Beaucoup de dirigeants accordent une grande importance à la productivité, au travail d’équipe, à l’implication personnelle et autres slogans pour améliorer la performance de l’entreprise. Dans notre course à aller de l’avant, nous pouvons perdre de vue une chose qui unifie notre pensée, nos actions, et nos relations avec notre entourage : la sagesse.

La sagesse est un concept qui mérite d’être mis en exergue alors que nous nous efforçons de réussir dans les affaires.

 

Arrêtons-nous une minute et prenons conscience : Est-ce que je fais preuve de sagesse ? En faisant cela, nous trouverons des moyens d’améliorer non seulement nos vies, mais la vie des gens autour de nous et la santé de notre entreprise.

La sagesse est appelée l’état le plus élevé de la connaissance, la performance de pointe, et la source vitale du capital humain. C’est la meilleure façon de prendre soi-même et d’encourager les bonnes décisions.

Comment pouvez-vous savoir si vous faites preuve de sagesse ?

Les experts proposent différents critères de sagesse. Toutefois plusieurs d’entre eux s’accordent sur certains. Combien en avez-vous ?

 

1. La connaissance.

La sagesse commence avec une grande base de données de connaissances. C’est l’encyclopédie de l’expérience qui produit une gamme riche de connaissances de comportements. Elle créée des façons efficaces de penser aux problèmes et aide à imaginer les solutions possibles.

 

2. L’empathie et la compassion.

Les sages se mettent à la place de l’autre et comprennent ainsi son point de vue. Ils ressentent les émotions et les croyances des autres. La sagesse génère une véritable compassion et est le contraire de la négation de soi-même.

 

3. La reconnaissance des différents points de vue.

Souvent les conflits dans les affaires, les relations ou la société ne se résument pas au bien contre le mal, mais deux biens en conflit l’un avec l’autre. La vérité ne vient pas soigneusement emballée dans un ensemble de valeurs. Les sages sont ouverts à toute une gamme de pensées et de valeurs, acceptent la tension que cela génère et travaillent pour trouver un terrain d’entente entre des points de vue discordants.

 

4. La perspective.

Les sages prennent du recul. Ils s’élèvent au-dessus de leur propre perspective afin de pouvoir apprécier les situations sans passion. Ils remontent, à travers les complexités, à l’essence de la question. Ils contournent la rhétorique pour trouver et disséquer le cœur du problème.

 

5. L’auto-restriction.

Les personnes sages tempèrent leurs émotions, en particulier face à un revers. Ils ne pètent pas les plombs. Face à la souffrance, aux calamités ou à la crise, ils font un pas en arrière. Ils apprennent les leçons à tirer du problème et le voient comme un puzzle à résoudre.

 

6. La conscience des limites de la connaissance.

Le sage accepte le doute et l’ambiguïté comme faisant partie de la vie. Ceux-ci ne sont pas des ennemis à combattre. Il faut travailler en reconnaissant qu’il y a des moments où l’on ne sait tout simplement pas. La Sagesse accepte l’inconnu et l’inconnaissable avec sérénité.

 

Évaluez vos pensées, vos actions et vos décisions au cours de la semaine dernière. Combien de ces qualités avez-vous mis en pratique ? La sagesse les requiert toutes et elles peuvent, en plus, être enrichies de qualités supplémentaires comme la prudence, le bon sens, le jugement et l’humilité.

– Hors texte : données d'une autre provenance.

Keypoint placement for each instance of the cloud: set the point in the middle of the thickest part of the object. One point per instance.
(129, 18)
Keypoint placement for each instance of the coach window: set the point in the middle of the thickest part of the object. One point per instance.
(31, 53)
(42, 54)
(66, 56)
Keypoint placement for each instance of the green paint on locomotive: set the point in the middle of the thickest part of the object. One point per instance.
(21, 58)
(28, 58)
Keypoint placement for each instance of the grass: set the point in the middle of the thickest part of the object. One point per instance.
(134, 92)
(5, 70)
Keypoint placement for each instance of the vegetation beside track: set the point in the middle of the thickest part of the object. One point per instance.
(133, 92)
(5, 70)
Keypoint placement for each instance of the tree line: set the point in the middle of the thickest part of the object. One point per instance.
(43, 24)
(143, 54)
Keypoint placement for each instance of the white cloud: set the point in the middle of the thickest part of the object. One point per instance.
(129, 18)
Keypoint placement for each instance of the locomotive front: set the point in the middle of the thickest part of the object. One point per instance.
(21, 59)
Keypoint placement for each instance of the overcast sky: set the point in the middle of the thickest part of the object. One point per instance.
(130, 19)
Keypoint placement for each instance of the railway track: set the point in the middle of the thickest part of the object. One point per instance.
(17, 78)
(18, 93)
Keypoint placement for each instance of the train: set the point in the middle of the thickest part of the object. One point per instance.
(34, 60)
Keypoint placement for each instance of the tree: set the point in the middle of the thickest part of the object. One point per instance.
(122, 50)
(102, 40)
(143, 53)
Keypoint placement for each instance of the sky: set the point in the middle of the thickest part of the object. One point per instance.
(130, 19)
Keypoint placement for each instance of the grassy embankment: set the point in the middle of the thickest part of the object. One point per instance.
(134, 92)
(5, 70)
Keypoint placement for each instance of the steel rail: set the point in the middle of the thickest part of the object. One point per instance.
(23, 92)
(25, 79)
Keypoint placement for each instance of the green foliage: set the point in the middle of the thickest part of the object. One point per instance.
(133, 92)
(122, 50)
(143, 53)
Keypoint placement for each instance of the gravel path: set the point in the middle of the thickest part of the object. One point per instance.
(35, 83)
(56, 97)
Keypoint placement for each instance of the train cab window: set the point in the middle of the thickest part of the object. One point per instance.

Peut-être la sagesse est-elle souvent considérée comme appartenant aux anciens parce qu’il faut du temps et de l’expérience pour maîtriser ces qualités. Cependant, au fur et à mesure que vous évaluez, exercez et mettez en pratique ces comportements, vous constaterez que vos décisions ont un plus grand impact et produisent de meilleurs résultats.

Vous constaterez également que vos relations avec vos collègues et votre hiérarchie s’améliorent. Vous apporterez une sagesse inestimable dans votre lieu de travail.